What is perhaps the greatest medicinal discovery in the last 100 years has a sting in its tail, the tremendous success in managing bacterial infection has encouraged over and inappropriate use of antibiotics, the problems of which have been well documented. This review explores the developing comprehension that even a single day of antibiotic use has consequences that may produce transient and long term effects that compromise the health and well being of the patient and their bacterial co-habitants.

Sir Alexander Fleming discovered the antibiotic substance penicillin in 1928 and was awarded a co share in the Nobel Prize in Medicine in 1945.
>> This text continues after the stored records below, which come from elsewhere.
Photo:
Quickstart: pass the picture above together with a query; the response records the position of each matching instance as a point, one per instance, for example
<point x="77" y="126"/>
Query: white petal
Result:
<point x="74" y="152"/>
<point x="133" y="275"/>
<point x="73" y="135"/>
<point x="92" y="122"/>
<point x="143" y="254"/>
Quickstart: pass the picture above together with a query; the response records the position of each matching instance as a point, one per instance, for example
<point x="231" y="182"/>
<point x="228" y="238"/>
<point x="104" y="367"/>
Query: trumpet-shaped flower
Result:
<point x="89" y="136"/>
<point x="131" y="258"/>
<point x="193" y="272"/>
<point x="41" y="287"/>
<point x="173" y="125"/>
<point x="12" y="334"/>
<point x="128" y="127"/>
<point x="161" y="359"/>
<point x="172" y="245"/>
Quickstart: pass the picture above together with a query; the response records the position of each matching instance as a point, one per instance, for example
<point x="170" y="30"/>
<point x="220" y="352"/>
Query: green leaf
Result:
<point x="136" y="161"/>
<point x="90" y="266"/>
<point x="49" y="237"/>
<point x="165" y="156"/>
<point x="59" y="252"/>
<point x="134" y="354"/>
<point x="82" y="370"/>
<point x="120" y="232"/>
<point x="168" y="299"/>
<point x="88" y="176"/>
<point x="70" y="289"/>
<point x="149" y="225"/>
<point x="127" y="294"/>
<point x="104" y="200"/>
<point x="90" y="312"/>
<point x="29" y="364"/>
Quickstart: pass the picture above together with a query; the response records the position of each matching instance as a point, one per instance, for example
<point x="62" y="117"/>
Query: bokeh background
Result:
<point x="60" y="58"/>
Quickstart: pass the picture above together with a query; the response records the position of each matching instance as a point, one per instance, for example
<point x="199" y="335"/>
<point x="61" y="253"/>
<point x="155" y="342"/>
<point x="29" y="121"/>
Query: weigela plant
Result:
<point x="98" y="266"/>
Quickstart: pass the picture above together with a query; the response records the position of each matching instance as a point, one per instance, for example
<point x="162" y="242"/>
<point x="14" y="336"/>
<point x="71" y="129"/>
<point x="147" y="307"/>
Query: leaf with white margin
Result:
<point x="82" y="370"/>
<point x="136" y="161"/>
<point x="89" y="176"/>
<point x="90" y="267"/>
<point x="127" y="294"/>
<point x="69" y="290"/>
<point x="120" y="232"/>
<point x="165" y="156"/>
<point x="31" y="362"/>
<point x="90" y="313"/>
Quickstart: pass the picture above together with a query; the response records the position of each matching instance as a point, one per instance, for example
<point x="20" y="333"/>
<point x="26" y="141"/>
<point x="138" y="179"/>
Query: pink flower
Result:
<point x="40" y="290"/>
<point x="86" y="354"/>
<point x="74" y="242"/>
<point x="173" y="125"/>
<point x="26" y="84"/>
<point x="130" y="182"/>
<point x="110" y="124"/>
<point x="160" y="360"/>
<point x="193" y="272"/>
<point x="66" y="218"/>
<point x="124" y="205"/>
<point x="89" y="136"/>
It was a discovery that would change the course of history. The active ingredient in that mould, which Fleming named penicillin, turned out to be an infection-fighting agent of enormous potency. When it was finally recognised for what it was—the most efficacious life-saving drug in the world—penicillin would alter forever the treatment of bacterial infections. By the middle of the century, Fleming’s discovery had spawned a huge pharmaceutical industry, churning out synthetic penicillin’s that would conquer some of mankind’s most ancient scourges, including syphilis, gangrene and tuberculosis. (Time Magazine April 1999)

However, as the combined benefits of decent engineering for sanitation, prevention via vaccination and bacterial infection control through antibiotics have contributed to life extension, they have also produced microbe and human disturbances. The incidence of immune mediated disorders is continuing to increase and the gastrointestinal tract is continuing to gain traction as a site of significant origination.[1],[2]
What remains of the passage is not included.